Delivery of an optimized and automated data management solution using RPA, Mozenda, and Python to pace up various data processes such as:
- Data extraction, conversion, cleansing, and updation through rule-driven algorithms
- Synchronizing structured data directly with database
- Creation of intuitive reporting dashboard for activity logs, website issues, missing instances, volumes, etc.
- Division of project into three phases and implement close collaboration between analysts at client’s end and Hitech’s automation engineers.
- Definition and documentation of metrics, milestones, quality benchmarks and scope of work.
- Creation of web forms by the project engineers and sharing them with the client to get inputs on source website address, data format and type, focus keywords and other relevant details to help with bots creation.

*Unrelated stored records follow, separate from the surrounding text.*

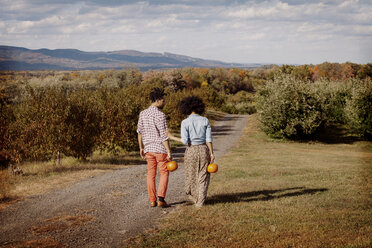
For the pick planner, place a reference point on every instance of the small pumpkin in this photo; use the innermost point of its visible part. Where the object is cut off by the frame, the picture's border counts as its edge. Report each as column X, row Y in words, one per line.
column 212, row 168
column 172, row 165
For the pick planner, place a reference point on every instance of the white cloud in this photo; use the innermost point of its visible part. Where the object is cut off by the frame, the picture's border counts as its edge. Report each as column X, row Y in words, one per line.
column 234, row 31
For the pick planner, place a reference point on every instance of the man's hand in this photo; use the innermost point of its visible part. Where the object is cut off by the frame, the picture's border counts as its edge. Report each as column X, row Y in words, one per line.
column 169, row 156
column 142, row 153
column 212, row 158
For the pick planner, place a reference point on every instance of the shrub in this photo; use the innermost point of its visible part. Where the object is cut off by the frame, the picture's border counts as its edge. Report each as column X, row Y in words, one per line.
column 120, row 111
column 5, row 116
column 52, row 119
column 290, row 108
column 5, row 183
column 359, row 108
column 240, row 103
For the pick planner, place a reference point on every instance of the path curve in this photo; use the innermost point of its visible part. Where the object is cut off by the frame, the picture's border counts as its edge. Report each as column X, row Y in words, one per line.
column 105, row 210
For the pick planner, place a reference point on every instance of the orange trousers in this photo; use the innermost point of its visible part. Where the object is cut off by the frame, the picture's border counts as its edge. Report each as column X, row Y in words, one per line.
column 154, row 161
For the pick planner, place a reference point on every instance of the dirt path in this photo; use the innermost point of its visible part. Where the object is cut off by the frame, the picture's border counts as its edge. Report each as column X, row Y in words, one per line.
column 101, row 211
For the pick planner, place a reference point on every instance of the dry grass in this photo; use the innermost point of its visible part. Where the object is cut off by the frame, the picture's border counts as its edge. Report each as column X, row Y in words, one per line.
column 40, row 177
column 271, row 193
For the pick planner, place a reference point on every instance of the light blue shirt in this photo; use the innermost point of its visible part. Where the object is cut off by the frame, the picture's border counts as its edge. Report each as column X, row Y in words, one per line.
column 196, row 130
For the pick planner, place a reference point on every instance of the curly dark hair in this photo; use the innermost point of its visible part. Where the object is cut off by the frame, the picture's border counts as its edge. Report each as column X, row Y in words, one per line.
column 192, row 104
column 156, row 94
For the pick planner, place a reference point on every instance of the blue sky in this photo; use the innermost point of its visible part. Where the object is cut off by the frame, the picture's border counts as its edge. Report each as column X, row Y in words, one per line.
column 271, row 31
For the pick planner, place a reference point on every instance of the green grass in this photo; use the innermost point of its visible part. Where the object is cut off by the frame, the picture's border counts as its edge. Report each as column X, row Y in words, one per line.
column 270, row 193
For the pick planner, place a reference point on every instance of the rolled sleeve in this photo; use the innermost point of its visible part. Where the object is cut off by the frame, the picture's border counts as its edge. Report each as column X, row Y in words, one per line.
column 161, row 125
column 139, row 125
column 185, row 137
column 208, row 134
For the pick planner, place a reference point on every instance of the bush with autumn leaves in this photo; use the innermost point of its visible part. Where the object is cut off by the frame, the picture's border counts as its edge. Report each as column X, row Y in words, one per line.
column 77, row 113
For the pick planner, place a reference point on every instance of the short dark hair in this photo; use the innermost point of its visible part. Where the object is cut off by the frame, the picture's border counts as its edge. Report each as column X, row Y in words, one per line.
column 157, row 94
column 192, row 104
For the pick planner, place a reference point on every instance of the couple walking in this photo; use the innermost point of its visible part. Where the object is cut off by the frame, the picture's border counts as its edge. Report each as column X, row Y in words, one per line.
column 153, row 139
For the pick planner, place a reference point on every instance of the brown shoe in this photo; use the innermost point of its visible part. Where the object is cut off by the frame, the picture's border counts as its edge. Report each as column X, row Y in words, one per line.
column 163, row 204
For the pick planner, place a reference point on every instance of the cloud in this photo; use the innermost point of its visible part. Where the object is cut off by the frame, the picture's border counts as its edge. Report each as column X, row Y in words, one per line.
column 216, row 29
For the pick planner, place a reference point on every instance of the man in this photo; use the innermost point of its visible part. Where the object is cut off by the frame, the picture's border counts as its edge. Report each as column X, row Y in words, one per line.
column 154, row 146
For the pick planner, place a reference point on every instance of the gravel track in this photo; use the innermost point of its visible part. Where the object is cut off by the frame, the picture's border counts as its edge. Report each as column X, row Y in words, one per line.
column 105, row 210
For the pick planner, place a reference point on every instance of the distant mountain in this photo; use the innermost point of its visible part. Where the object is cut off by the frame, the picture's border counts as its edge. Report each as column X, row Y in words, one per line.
column 19, row 58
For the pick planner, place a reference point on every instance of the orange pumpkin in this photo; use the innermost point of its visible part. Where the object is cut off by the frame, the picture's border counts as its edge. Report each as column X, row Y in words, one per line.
column 212, row 168
column 172, row 165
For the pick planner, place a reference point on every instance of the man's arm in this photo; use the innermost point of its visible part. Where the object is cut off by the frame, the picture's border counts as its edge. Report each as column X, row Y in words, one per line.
column 210, row 147
column 167, row 147
column 140, row 142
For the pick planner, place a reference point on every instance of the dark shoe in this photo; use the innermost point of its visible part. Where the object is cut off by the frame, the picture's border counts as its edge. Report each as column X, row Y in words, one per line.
column 163, row 204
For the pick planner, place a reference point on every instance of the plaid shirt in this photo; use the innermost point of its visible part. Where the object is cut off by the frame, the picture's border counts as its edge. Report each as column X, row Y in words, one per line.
column 152, row 125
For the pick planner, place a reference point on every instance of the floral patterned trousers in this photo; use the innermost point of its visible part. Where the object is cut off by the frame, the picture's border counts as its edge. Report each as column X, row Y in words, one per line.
column 197, row 177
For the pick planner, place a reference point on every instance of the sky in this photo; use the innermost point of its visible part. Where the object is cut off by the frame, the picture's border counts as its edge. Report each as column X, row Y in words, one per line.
column 270, row 31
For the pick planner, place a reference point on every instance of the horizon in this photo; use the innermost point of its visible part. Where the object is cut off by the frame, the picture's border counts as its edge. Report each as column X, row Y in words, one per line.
column 246, row 32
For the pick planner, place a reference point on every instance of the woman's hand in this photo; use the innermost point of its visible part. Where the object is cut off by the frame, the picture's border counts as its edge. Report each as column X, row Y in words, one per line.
column 212, row 158
column 142, row 153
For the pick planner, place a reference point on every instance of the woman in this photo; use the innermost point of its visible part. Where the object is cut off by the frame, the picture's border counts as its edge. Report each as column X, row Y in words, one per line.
column 196, row 132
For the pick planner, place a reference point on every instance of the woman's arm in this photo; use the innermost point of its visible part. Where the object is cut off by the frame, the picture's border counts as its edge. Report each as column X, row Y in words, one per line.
column 210, row 147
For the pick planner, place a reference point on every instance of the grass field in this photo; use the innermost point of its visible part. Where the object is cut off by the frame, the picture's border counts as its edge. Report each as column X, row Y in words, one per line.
column 40, row 177
column 271, row 193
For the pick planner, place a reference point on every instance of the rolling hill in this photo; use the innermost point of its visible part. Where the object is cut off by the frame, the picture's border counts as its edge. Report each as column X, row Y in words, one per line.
column 19, row 58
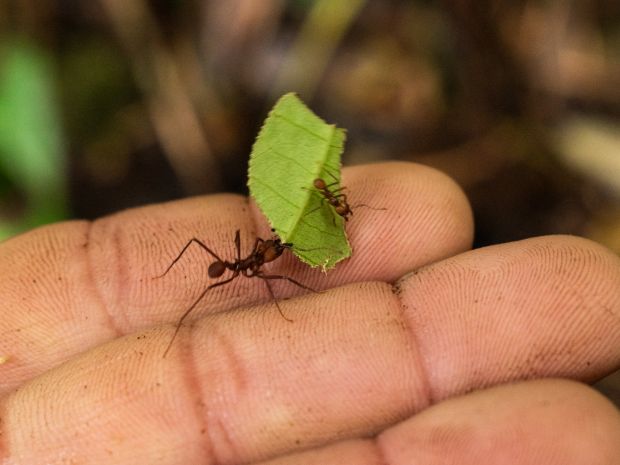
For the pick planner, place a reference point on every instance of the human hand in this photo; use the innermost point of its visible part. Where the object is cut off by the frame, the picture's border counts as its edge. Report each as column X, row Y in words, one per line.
column 469, row 357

- Phase 1: Automating web scraping and cleansing
- Development of custom web scrapers for each source site structure and data by the automation engineers.
- Reduction in web scraping time from several hours to a few minutes by creating custom agents in Mozenda console for each site as per it’s format and information presentation.
- Extraction of data from all source websites using a few 1000s web scraper bots.
- Employing manual web scraping techniques for the 10% of source URLs that don’t allow the scraper bots to enter or the broken URLs, to avoid missing out on any piece of information.
- Phase 2: Data formatting and validation
- Presentation of information in XML format for auto-exporting to shared drive and trigger RPA tool – Automation Anywhere – for further actions.
- Automation Anywhere checks the shared drive for files and continuously maps it against the keyword, relevance, etc., validates it and removed any duplicate entries.
- Phase 3: Data science and creating dashboards
- Receipt of data at Hitech datacenter, for validation against the entries in the database at the client’s end.
- Manual addition in XML file of missing or additional entries received from web scraping.
- Creation of dashboards using Python to drive actionable insights from the data.
- Dashboard insights would help weed out/eliminate websites that were inactive or inaccessible and delete them from web scraping list.
- Quality checks:
- Quality check of random samples in the initial phase; validation of data against source through bots.
- Checks by a senior QC specialist for exceptions such as ‘garbage value’ where deploying bots isn’t possible.
- Manual rectification of errors and fixing bots’ logical programming.
- Reduction in the number for QC sampling as the errors in sampling reduce.
- Shipping of final custom scraping bots, RPA tools and dashboards to the client.